A key piece of the authoritarian right’s playbook since Donald Trump took office again in January seems to be a deliberate attempt to cripple the spirits of those of us who believe a just, democratic, and peaceful world is possible. Speaking for myself, I know they’ve succeeded more than occasionally. I don’t want to let these repulsive creatures win though, so in recent months, I’ve returned to texts that renew my spirit and drill down on some of the core aspects of being alive and in communion with my fellow human beings. One of them is Barbara Ehrenreich’s Dancing in the Streets: A History of Collective Joy.
Ehrenreich insists in this book that experiences of collective joy are not incidental to the human experience, but in fact are central to it. Through a whirlwind tour that begins in 10,000 BCE and works its way through Dionysus and Jesus Christ, Carnival and dancing rituals in Latin America and Africa, the Christian church in the Middle Ages and the French Revolution, the dawn of rock and roll and the experience of attending professional sports games, and many of the other major milestones of human history in between, Ehrenreich insists on the fundamentally democratic, anti-hierarchical nature of collective celebration — and the way elites have often perceived of such celebrations as a threat.

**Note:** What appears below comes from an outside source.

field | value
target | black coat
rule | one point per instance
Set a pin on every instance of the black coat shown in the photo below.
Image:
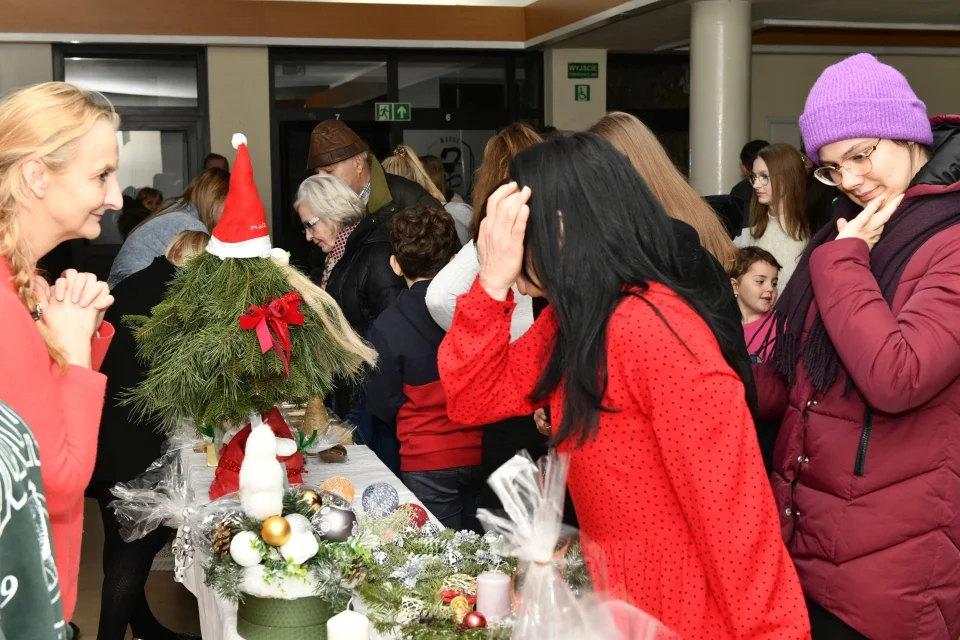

“Festivity breaks the boundaries down,” Ehrenreich writes. We on the Left have a tough road ahead of us at the moment, and we won’t be able to dance our way out of this mess. But at a time when the worst people in the world are hell-bent on rebuilding and fortifying the old boundaries, a book that celebrates the human propensity and necessity to enjoy each other’s company and occasionally lose ourselves in ecstasy at the miracle of our collective existence might be just what you need on the beach this summer.
— Micah Uetricht is the editor of Jacobin.